トランプ氏、所得税逃れ報道で防戦
「成功者」 に傷? 合法的節税を強調
2016年9月12日
大統領選の共和党候補トランプ氏の陣営は10月2日、同氏が巨額損失を計上し、所得税支払いを免れてきた可能性があるとの報道を受けて防戦に追われた。
支持者らは「税法を知り抜いた天才の証拠」 と同氏を擁護するが、有権者を引き付けてきたビジネスの成功者の金看板に傷が付きかねない。
NY・タイムズ紙は10月1日、トランプ氏が1995年に提出した納税申告書の一部を入手し、事業で約9億1600万ドル (約930億円) の損失を計上したと報道。
この損失により毎年5000万ドル以上の税控除が発生し、最大18年間、所得税を支払わずに済んでいた可能性があると指摘した。
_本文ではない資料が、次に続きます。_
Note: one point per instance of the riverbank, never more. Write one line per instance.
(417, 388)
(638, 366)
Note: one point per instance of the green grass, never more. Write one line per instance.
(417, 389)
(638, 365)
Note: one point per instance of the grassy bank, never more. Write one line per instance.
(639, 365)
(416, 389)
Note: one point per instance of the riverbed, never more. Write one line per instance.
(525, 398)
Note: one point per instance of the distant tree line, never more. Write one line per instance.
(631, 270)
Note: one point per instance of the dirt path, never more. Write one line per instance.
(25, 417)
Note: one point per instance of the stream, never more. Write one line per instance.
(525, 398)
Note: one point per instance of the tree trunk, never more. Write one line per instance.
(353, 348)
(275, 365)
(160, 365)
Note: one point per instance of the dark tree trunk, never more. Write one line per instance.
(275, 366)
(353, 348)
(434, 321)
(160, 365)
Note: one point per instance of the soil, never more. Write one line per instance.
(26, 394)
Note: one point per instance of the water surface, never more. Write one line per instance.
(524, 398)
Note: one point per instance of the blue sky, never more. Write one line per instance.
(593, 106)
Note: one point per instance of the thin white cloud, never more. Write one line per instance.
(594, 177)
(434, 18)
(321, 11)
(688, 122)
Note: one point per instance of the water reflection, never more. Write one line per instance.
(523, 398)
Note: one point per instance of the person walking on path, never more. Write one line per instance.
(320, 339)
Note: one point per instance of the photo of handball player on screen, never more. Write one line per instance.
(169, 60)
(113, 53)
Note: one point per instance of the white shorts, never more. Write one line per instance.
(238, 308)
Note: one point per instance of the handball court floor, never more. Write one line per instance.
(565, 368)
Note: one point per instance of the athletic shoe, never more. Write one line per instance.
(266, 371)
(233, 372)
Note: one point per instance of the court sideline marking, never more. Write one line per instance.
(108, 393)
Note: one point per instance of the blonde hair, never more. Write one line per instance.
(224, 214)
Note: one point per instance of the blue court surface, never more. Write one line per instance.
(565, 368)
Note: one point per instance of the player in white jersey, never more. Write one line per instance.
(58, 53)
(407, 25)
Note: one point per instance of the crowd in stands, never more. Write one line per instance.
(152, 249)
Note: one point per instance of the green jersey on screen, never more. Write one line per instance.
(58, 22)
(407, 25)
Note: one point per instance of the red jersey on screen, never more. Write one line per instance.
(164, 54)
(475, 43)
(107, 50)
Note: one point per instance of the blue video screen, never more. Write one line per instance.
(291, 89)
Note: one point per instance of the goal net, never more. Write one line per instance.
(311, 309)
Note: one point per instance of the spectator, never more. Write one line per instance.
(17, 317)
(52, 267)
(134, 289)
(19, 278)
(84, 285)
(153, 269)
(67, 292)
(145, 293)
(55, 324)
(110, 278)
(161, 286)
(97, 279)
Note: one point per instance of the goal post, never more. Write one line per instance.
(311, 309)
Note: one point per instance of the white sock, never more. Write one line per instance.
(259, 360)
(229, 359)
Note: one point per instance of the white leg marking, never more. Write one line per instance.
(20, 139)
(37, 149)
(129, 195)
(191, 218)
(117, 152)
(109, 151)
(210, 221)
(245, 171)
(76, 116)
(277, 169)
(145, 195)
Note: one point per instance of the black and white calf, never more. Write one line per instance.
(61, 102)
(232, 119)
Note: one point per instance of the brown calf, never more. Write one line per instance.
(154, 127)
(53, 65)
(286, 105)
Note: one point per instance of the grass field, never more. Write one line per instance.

トランプ氏は2日、ツイッターに「過去の大統領候補の誰よりも税法を熟知している」と投稿。
合法的な節税だと強調したが、報道内容は否定しなかった。
巨額損失はNYのホテル買収など数々の事業の失敗が原因とみられる。
不正申告はなかったようだが、ビジネス実績を前面に出して選挙戦を展開してきたトランプ氏には手痛い失点。
富裕層に与えられた優遇措置ともいえる制度を利用して税を逃れていたとすれば、労働者層の反感を買う恐れもある。